Here are a few suggestions for late-summer garden chores. If you have picked your garlic and dried it properly, it’s time to clip the tops and roots before placing in storage. But it is imperative that the top growth be totally dry; otherwise the bulb won’t last long in storage.

And as I mentioned previously, be careful about removing any clinging dirt or debris from the garlic bulbs. Wipe dust and dirt of by hand, but do nothing that might bruise the bulb. So cared for, your bulbs should persist until some time next summer.

Also, the place where garlic grew can serve to grow some early-maturing, late-season crops. Lettuce comes to mind, as do radishes. I like to use every inch of precious garden space to best advantage. My thoughts on this are that winter always seems interminably long and fresh garden veggies won’t become available until spring. So it pays to wring every last ounce of goodness from a garden plot.

However, if you already have plenty of lettuce, you might want to make some in-situ compost. Just save grass clippings and dump them directly on the place where the garlic grew. Garlic, being a heavy feeder, will appreciate the effort. By spring the grass will have decomposed to the point where it is easily turned into the soil.

Asparagus beds deserve some tending now, too. Dead, yellow stalks are safely removed by gently tugging on them. If they are completely dry, they will pop out of the soil with only gentle pressure.

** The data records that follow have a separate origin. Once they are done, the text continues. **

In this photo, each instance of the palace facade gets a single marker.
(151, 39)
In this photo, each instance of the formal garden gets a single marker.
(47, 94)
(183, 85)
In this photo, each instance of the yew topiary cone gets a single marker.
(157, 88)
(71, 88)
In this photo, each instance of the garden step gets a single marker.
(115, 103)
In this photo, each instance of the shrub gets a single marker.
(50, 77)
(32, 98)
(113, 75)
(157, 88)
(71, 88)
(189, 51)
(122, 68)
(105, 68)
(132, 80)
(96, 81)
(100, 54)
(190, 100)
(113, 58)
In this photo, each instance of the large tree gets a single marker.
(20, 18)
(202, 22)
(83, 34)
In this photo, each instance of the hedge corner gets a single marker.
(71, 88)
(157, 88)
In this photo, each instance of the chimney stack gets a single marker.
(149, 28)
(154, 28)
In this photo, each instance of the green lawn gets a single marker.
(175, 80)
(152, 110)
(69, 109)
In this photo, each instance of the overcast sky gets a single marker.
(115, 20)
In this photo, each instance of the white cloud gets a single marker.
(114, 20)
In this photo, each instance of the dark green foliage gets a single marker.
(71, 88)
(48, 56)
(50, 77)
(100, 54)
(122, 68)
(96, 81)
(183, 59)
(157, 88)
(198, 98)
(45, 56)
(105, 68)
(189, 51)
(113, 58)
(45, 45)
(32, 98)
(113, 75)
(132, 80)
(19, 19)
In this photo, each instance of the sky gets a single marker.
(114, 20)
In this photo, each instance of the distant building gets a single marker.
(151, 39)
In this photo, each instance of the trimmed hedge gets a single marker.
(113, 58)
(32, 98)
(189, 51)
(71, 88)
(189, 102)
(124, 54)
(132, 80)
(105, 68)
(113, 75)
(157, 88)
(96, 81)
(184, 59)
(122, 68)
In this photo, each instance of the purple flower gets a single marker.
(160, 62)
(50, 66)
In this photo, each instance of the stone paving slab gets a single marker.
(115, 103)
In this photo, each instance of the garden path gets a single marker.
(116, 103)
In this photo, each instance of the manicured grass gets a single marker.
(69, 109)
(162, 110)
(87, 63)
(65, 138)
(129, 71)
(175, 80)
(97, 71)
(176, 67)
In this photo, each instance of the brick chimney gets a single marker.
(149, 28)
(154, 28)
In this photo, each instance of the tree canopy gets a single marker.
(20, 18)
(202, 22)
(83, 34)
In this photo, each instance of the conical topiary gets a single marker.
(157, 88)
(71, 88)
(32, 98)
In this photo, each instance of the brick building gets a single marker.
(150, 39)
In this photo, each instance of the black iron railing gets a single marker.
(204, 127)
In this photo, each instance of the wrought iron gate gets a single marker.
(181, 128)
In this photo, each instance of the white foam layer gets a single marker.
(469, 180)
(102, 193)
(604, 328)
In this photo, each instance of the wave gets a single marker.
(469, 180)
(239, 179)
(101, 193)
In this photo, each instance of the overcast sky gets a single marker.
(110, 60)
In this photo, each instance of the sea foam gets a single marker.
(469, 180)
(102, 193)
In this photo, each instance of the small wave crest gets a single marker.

Also, look around the bed for those red berries. These contain asparagus seeds, and if not removed, will grow into seedlings next year. But asparagus hates competition, even from its own kind. However, if you wish to expand your asparagus bed or even start a new one, just save the seeds and some time in very early spring, plant them inside and set out when the soil warms.

Alternatively, you could just let the seeds germinate and then pull the seedlings early next spring.

Tom’s tips

Wild mint, Mentha arvensis, grows throughout the northern states and Maine has its share. This mint has lance-shaped, toothed leaves, with white and sometimes violet flowers growing in round clusters around the stem at leaf axils. Axils are that part where the stem of the leaf emerges from the plant’s main stem.

Our wild mint grows in wet areas, including roadside drainage ditches, and also along streams and rivers. This mint has a strong, minty fragrance and that alone can serve to identify it.

Just pick as much of this wonderful, free mint as you wish and then take it home to dry. I hang bunches of it from a beam, but any way you air-dry it is fine. After that, place the thoroughly dried mint in a glass jar and seal the jar. The mint will be as good-smelling this winter as it was the day it was picked. And in addition to using it as a seasoning, it can stand alone to make a heady mint tea.